Sobre a relação entre identidade cultural e práticas alimentares, Maciel (2004) defende que, mais que hábitos e comportamentos alimentares, as cozinhas implicam formas de perceber e expressar um determinado modo ou estilo de vida que é particular a um determinado grupo. A alimentação, estabelecida em um padrão específico de uma determinada cozinha, ou ampliando esse conceito para determinado sistema alimentar, torna-se símbolo de uma identidade - atribuída e reivindicada – por meio da qual os homens podem se orientar e se distinguir. Montanari (2008), por sua vez, defende que a comida pode ser considerada um elemento central da identidade humana e, por meio de seus hábitos alimentares, os grupos residentes em cada país ou região conseguem sinalizar suas distinções culturais. Citando Brillat-Savarin (1995): “Dize-me o que comes e te direi quem és” (p.19).

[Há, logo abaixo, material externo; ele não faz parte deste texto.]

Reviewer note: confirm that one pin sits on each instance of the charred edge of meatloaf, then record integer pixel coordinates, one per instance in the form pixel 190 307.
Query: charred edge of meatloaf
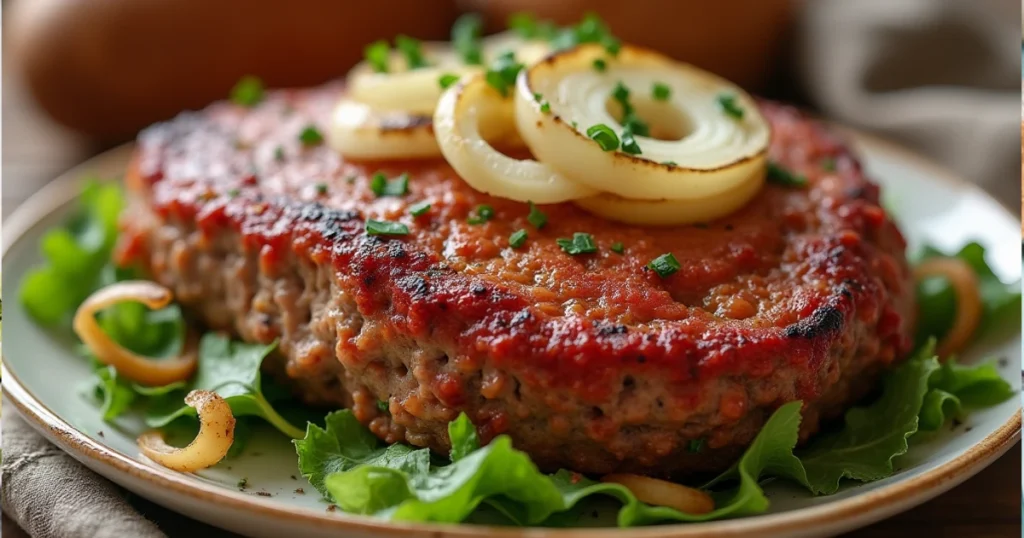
pixel 312 316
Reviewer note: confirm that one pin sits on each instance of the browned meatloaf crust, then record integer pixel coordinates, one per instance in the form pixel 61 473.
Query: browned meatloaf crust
pixel 593 362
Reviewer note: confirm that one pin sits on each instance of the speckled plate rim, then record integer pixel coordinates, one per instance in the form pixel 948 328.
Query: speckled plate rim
pixel 827 519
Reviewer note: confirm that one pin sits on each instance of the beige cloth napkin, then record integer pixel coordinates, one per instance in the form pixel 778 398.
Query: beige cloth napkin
pixel 940 76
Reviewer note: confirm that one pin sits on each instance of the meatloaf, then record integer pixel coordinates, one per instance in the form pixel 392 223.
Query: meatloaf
pixel 593 363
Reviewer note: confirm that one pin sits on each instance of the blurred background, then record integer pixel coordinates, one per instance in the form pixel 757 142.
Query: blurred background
pixel 937 76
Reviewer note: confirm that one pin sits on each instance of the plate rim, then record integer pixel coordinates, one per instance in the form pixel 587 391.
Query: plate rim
pixel 829 516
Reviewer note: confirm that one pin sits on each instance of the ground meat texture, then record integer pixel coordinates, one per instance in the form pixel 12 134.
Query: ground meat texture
pixel 592 363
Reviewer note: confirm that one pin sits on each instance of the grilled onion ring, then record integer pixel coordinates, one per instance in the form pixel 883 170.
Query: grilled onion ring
pixel 140 369
pixel 662 493
pixel 470 112
pixel 358 131
pixel 216 432
pixel 671 212
pixel 966 286
pixel 717 155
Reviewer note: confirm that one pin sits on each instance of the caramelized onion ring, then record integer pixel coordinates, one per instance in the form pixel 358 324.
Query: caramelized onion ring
pixel 471 112
pixel 716 153
pixel 358 131
pixel 663 493
pixel 966 286
pixel 140 369
pixel 670 212
pixel 216 432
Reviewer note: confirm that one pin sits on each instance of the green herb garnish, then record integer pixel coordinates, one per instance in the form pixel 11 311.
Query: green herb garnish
pixel 386 228
pixel 580 244
pixel 248 91
pixel 517 239
pixel 482 213
pixel 419 208
pixel 310 135
pixel 378 55
pixel 604 136
pixel 665 265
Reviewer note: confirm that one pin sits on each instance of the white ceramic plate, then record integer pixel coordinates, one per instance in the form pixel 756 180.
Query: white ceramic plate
pixel 43 378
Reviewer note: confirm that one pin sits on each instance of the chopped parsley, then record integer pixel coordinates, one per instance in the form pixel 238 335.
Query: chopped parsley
pixel 580 244
pixel 419 208
pixel 665 265
pixel 630 145
pixel 729 107
pixel 381 185
pixel 778 174
pixel 502 73
pixel 536 217
pixel 310 135
pixel 248 91
pixel 604 136
pixel 482 213
pixel 660 91
pixel 517 239
pixel 529 28
pixel 446 80
pixel 386 228
pixel 466 38
pixel 412 49
pixel 377 54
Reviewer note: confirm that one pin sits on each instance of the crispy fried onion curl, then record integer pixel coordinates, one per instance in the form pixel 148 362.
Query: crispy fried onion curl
pixel 142 370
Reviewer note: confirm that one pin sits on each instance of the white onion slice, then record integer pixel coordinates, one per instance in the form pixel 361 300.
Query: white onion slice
pixel 358 131
pixel 417 90
pixel 466 114
pixel 671 212
pixel 717 154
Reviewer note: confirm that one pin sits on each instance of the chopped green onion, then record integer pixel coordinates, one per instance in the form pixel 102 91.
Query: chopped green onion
pixel 466 38
pixel 413 50
pixel 517 238
pixel 386 228
pixel 483 212
pixel 248 91
pixel 580 244
pixel 660 91
pixel 604 136
pixel 536 217
pixel 446 80
pixel 502 73
pixel 381 185
pixel 665 265
pixel 310 135
pixel 419 208
pixel 630 145
pixel 778 174
pixel 729 107
pixel 378 54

Lévi-Strauss (1968) também considera os hábitos alimentares como uma forma de distinção e percepção de diferenças culturais, estabelecendo uma analogia entre a linguagem e a cozinha. Neste raciocínio, a cozinha pode ser percebida como vetor de comunicação, um código cultural complexo de escolhas e proibições que permite compreender os mecanismos da sociedade à qual pertence, ou seja, assim como a linguagem, a cozinha também pode ser uma forte referência da identidade. Sobre esta analogia, Fischler (1995) evidencia a importância da relação entre a universalidade e a particularidade dos sistemas alimentares: “todos os humanos falam uma língua, mas existe um grande número de línguas diferentes; todos os humanos comem um alimento cozido, mas existe um grande número de cozinhas diversas. A cozinha é universal assim como as cozinhas são diversas” (p.34).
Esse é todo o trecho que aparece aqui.